E, por fim, e é exatamente aonde as grandes empresas vêem a “infecção cultural”, qualquer mecanismo de repressão na Internet, por mais eficiente que seja, não o será o tempo todo: a própria China tem problemas em manter os sites proibidos de fora da Muralha Digital da China. Satanismo, pedofilia, zoofilia, aberrações de todos os tipos convivem naturalmente com sites positivistas e atitudes boas. É a “geléia geral” novamente ativa. É a antropofagia cultural. Lembre-se: não é temer, nem aceitar pura e simplesmente, e sim deglutir com tudo, digerir e criar algo novo.

e-Tropicalia

Qual é o fim das coisas na Internet? Como impedir que a lei vá contra Internet e vice-versa?

Lessig (2004), em seu livro “Cultura Livre” e com o movimento Creative Commons, expõe uma solução polêmica: que tal defender uma parte dessa antropofagia cyber-cultural chamada Internet?
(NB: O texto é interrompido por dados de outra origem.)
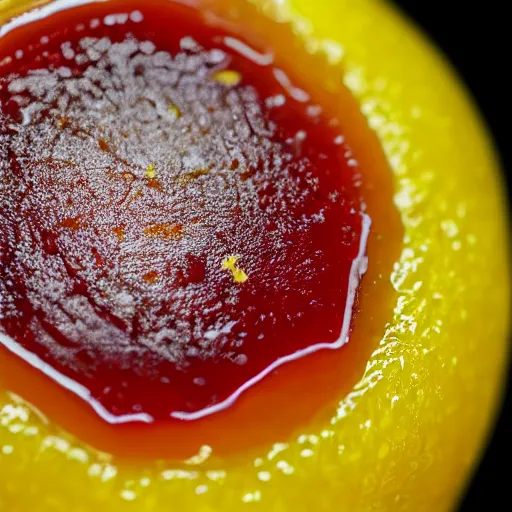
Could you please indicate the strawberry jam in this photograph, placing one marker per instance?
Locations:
(177, 217)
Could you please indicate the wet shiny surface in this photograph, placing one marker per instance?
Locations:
(404, 427)
(175, 222)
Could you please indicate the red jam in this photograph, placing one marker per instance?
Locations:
(177, 219)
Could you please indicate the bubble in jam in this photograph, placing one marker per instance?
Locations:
(177, 217)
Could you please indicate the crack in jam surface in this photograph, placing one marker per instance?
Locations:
(175, 218)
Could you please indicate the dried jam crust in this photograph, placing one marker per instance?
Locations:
(174, 217)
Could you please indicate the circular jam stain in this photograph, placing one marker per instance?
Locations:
(177, 218)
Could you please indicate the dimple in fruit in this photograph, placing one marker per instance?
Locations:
(214, 256)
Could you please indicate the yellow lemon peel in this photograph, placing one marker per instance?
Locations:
(228, 77)
(239, 276)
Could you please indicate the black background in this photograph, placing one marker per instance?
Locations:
(477, 41)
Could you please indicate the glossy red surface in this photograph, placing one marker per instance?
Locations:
(177, 219)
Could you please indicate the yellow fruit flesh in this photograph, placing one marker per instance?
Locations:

Antes que as pessoas considerem loucura, é interessante vermos os resultados de movimentos como a Tropícália, a contra-cultura e o software livre. Todos eles, apesar de poderem terem feito algumas coisas “ruins”, geraram coisas muito boas: a tropicália gerou toda uma forma de entender-se a música, que inspira músicos tão diversos quanto Beto Guedes, Raul Seixas e Pato Fu; a contra-cultura rompeu certas “normas” opressivas, como o fato de as pessoas definirem quem você é por suas roupas; e o software livre gerou programas de computador de alta qualidade, com liberdade de aprendizado e expressão. Isso porque tais movimentos puderam pela lei beberem de fontes da cultura. A mesma fonte da qual bebeu a Disney e outras grandes empresas culturais. A mesma da qual bebeu a Microsoft e outras grandes empresas de software.

Mas essas empresas querem cercar com muros altos a fonte da cultura. Como Deus, querem impedir as pessoas de chegarem ao paraíso da cultura. Como os senhores feudais, desejam serem os únicos a determinar como a cultura e a vida das pessoas deverá ser regida. E, pior, elas possuem a força política e financeira para isso. E cada vez mais, elas adquirem a força legal.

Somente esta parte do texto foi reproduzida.